Global Investors snapped up the 23-storey office opposite Melbourne’s Southern Cross Station from Sydney-based Anton Capital, who held the property for little more than a year.

Anton Capital, steered by Tony Martin and Anthony Kingsley, would not comment when contacted by BusinessDay.

Anton settled on the grey concrete building in April 2016 following a $165.2 million deal with Melbourne soft drink and property magnate Harry Stamoulis.

Monash University subsidiary, Monash College, is the latest tenant to take space in the building, signing a 6000-square-metre leasing deal.

Other tenants include the Administrative Appeals Tribunal and Sage Institute of Education.

The Spencer Street deal is the latest in a string of east coast office plays.

Fund manager Charter Hall’s Direct Office Fund last month reportedly offloaded a North Sydney office tower – the headquarters of Sony Australia – to Jet Technologies founder Albert Malki for about $60 million.

And US financial services giant TIAA’s TH Real Estate is believed to be about to test the market’s interest in its 20 Hunter Street tower in Sydney.

The 16-level tower was the American giant’s first Australian purchase and is expected to fetch about $170 million.

Strong fundamentals in both Sydney and Melbourne, where vacancy rates are at historic lows and tenant demand is rising, are contributing to tighter yields and rising values.

Recent Property Council of Australia figures put Sydney’s office vacancy rate at 5.9 per cent, continuing the city’s run as the lowest in the country. Melbourne’s vacancy stayed steady at 6.5 per cent.

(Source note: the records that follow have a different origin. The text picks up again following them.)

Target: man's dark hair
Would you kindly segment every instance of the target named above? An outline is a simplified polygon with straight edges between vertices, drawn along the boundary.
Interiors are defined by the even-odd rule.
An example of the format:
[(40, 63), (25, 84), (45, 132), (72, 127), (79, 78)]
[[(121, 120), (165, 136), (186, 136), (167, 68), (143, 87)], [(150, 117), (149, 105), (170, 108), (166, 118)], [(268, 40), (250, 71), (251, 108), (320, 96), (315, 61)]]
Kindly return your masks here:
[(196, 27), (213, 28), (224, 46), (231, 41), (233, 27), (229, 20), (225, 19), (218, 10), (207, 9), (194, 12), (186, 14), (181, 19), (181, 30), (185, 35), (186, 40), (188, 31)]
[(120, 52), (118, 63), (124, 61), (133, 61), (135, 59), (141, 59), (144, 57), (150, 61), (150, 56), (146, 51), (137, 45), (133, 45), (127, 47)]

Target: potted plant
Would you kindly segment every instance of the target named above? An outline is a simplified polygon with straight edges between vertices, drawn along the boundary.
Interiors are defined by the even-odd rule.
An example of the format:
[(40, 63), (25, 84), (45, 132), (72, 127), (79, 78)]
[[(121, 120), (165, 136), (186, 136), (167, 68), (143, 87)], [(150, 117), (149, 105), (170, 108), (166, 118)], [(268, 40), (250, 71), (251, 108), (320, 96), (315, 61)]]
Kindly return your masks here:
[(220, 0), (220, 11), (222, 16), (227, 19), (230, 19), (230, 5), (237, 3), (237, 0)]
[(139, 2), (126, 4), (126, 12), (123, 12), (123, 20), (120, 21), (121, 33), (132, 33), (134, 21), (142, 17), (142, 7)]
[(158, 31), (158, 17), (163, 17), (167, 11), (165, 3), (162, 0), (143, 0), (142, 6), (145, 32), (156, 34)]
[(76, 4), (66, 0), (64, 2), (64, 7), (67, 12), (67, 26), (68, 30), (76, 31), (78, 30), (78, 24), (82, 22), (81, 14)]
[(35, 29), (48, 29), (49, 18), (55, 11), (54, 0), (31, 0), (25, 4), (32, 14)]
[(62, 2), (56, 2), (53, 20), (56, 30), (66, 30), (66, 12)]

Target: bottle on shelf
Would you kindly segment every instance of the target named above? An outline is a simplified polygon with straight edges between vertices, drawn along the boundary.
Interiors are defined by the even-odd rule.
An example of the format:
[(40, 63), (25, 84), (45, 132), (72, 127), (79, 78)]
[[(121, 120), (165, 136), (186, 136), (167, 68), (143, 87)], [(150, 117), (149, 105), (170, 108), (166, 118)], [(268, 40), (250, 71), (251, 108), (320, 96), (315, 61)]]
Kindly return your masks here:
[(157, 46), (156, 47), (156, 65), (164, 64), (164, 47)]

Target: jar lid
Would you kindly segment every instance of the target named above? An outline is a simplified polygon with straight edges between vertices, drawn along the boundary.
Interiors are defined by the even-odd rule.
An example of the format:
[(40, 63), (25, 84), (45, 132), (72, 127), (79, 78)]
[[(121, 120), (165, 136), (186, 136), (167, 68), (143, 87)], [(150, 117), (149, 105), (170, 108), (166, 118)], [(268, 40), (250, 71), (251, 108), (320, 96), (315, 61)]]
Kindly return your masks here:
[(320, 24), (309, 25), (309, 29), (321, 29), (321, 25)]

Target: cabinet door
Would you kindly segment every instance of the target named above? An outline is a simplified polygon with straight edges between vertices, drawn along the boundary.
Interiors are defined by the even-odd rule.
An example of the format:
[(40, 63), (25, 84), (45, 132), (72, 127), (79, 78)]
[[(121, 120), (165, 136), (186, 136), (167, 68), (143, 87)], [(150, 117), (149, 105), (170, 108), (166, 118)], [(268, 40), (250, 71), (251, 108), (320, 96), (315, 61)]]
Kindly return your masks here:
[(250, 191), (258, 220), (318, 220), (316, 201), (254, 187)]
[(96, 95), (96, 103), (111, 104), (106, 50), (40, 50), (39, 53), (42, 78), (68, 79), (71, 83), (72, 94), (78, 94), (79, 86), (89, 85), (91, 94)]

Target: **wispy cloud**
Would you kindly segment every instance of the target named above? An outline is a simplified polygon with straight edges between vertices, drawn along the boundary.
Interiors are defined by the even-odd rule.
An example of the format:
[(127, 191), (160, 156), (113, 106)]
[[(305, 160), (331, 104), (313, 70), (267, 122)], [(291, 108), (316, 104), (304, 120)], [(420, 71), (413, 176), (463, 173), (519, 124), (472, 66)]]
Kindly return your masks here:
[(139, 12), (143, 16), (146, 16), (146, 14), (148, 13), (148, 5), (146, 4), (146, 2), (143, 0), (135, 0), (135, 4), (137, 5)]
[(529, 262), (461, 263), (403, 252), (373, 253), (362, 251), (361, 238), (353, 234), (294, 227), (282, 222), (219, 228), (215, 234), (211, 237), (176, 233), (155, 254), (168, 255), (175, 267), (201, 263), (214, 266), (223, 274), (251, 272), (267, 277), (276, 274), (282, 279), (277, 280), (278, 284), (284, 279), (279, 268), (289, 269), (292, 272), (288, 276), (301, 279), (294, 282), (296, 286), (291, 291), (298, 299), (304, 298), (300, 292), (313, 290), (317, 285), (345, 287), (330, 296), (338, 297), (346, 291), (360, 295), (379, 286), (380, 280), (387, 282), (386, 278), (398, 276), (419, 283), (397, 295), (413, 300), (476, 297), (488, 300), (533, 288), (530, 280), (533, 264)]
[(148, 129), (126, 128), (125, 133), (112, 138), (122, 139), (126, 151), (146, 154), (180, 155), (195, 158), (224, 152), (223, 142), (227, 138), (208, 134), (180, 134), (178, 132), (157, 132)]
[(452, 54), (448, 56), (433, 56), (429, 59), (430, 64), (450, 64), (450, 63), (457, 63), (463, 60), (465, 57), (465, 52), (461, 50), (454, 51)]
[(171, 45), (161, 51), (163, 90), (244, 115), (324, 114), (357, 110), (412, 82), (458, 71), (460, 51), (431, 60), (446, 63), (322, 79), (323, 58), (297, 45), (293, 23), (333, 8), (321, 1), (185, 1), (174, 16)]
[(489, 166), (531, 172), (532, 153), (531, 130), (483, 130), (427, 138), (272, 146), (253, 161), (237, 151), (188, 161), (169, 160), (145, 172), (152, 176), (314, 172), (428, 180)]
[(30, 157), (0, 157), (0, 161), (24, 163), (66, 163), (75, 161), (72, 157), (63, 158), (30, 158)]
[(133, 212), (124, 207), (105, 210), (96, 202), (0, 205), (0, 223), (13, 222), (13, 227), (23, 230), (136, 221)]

Parts of Singapore-based fund manager TrustCapital Advisors’ $1 billion Australian portfolio are also up for grabs and generating interest among institutional investors.

The group is offloading five key buildings in Sydney, Melbourne and Brisbane, adding close to $500 million to the east coast’s office deal-making frenzy.

CBRE Global Investors manages transactions on behalf of other investors.

Its most recent Australian purchase was for South Wharf Tower, an A-grade Melbourne office sold by German property fund Deka-ImmobilienGlobal.

The deal in 2016 was struck on behalf of another German fund, Bayerische Versorgungskammer, who purchased the tower for $150 million.